Some answers are easy. I like the natural beauty of the area, the lushness of the green in the summer and the gray hills and valleys in the winter. We have the Finger Lakes just to our north with their wineries and scenic vistas. I like the history of this area and the connections my family has in it. I like the familiarity of each place, knowing where things are and the ease of getting to them in this relatively small community. It is home, after all.
There are family connections as well although many folks have left the area or passed away and I don’t maintain great contact with the ones that remain.
That doesn’t sound like much. I think about my father who now lives in Florida. He had left this area after retiring in his 50’s, returning a time or two, the last after my mother died 15 years ago. Since that time he has split his time between Florida and here with his new partner. While here he is never really happy about it– actually, he’s miserable being here– and counts the days until he returns to Florida.
For years, I never understood how he could feel such misery in being here but the more I thought about it, the more I could see his perspective. He knew this area when it was larger and more vibrant, filled with friends and family and life. It must have been like seeing someone that you loved and remembered as young and strong start to die and emaciate before your eyes.

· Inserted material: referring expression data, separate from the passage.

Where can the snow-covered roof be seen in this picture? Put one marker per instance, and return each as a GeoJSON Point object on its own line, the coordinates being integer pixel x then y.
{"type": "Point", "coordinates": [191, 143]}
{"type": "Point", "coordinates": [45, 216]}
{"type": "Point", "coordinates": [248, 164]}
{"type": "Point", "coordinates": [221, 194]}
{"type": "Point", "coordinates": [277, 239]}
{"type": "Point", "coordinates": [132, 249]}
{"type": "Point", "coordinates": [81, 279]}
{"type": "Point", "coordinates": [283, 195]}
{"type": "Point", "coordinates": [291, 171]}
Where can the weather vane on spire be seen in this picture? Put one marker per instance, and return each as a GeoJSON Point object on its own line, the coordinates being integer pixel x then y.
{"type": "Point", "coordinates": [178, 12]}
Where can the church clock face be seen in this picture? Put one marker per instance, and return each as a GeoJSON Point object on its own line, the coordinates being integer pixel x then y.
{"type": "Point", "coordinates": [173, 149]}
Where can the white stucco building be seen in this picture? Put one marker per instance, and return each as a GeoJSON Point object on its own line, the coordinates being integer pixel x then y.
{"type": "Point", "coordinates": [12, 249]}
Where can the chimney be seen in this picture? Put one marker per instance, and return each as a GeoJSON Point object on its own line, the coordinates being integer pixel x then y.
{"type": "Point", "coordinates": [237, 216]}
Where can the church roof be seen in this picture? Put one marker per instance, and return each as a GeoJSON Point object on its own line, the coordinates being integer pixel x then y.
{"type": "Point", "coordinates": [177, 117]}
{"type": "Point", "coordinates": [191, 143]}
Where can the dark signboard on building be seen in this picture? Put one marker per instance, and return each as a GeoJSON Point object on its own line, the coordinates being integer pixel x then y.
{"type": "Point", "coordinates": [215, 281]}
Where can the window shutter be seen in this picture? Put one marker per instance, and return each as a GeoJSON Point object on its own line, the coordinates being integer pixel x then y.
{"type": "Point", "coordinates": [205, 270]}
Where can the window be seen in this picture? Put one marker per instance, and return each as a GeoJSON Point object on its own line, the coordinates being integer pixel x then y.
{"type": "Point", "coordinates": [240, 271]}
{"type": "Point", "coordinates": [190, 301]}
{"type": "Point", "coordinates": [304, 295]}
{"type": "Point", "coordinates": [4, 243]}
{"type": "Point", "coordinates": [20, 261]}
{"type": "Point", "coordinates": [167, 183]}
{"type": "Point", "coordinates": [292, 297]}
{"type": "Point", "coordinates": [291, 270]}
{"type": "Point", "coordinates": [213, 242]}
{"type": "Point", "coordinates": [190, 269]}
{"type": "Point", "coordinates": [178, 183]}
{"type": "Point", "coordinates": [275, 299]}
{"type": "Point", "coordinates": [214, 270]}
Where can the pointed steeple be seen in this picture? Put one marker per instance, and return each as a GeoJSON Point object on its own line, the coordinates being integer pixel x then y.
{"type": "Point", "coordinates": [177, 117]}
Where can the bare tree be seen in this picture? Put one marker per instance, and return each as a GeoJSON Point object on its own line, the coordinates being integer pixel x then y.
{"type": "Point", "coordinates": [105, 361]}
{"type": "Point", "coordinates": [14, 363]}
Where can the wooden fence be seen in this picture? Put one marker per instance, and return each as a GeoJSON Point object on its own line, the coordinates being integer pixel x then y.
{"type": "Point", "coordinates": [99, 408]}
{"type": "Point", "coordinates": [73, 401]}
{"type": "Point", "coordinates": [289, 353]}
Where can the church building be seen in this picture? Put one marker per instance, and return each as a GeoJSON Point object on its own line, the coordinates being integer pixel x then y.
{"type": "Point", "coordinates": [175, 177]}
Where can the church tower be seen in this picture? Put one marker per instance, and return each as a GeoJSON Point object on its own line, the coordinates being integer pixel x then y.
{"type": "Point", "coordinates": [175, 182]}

Soon you see just a hoolow carcass of the person that was and you don’t even recognize them. Even sadder, they don’t recognize you. The relationship has changed and the only thing that keeps you around is some sort of loyalty to the memory of what once was. Staying becomes painful.
Maybe that’s overstating it. I don’t know.
Why I live here remains a difficult question to answer. It’s the only place where I feel a connection to the place and my ancestry but is that enough? Where we live is a relationship and like all relationships, there are negative aspects we must accept in order to maintain that relationship. When the negatives far outweigh the positives, we tend to break off the relationship, or, at least, we should.
Hard questions to ask, even harder to answer. I hope Mr. Cleary finds an answer that satisfies his life and needs. I know his article has made me think.
With overnight temperature beginning to reliably dip below freezing, many of us ask ourselves, ”Why do we still live here?” It’s an annual question to which we hope to receive a satisfactory answer . . . in the Spring.
While I understand that the weather is a factor for many, it doesn’t really play into my personal equation. I like the cold weather and am not a fan of the heat. But I do like the Spring and the other change of seasons here.
It occurs to me there really are two questions. One is Mr. Cleary’s: “Why do we still live here?”
The other, perhaps more difficult, is: “Where would we go?”
I lived happily in the very middle of Houston in the 1980s. I would no more move into Houston now than I would – well, I just wouldn’t.
I loved growing up in my mid-sized Iowa town. I just was there. Would I move back? No, and not just because of the winter.
I dream of being able to go back to the cabin in the woods I loved so dearly, west of San Antonio. Would I go back? Certainly – but I can’t, because I can’t afford to repurchase what was let go.
I think there may be a third question worth asking: given the new realities of life, how do I live? Those realities can be the realities of age, social change, financial loss – anything. Sometimes moving is the best option. But moving to escape is one thing. Moving to achieve a particular goal is another.
You make many good points, especially in asking “how do I live?” I know there is an element of the grass-is-always-greener in asking such a question. Maybe this is only a question for those who find themselves living in the hometowns of their childhood, who have never even considered the possibility of living elsewhere. As is often the case, I only ask the questions and have few answers.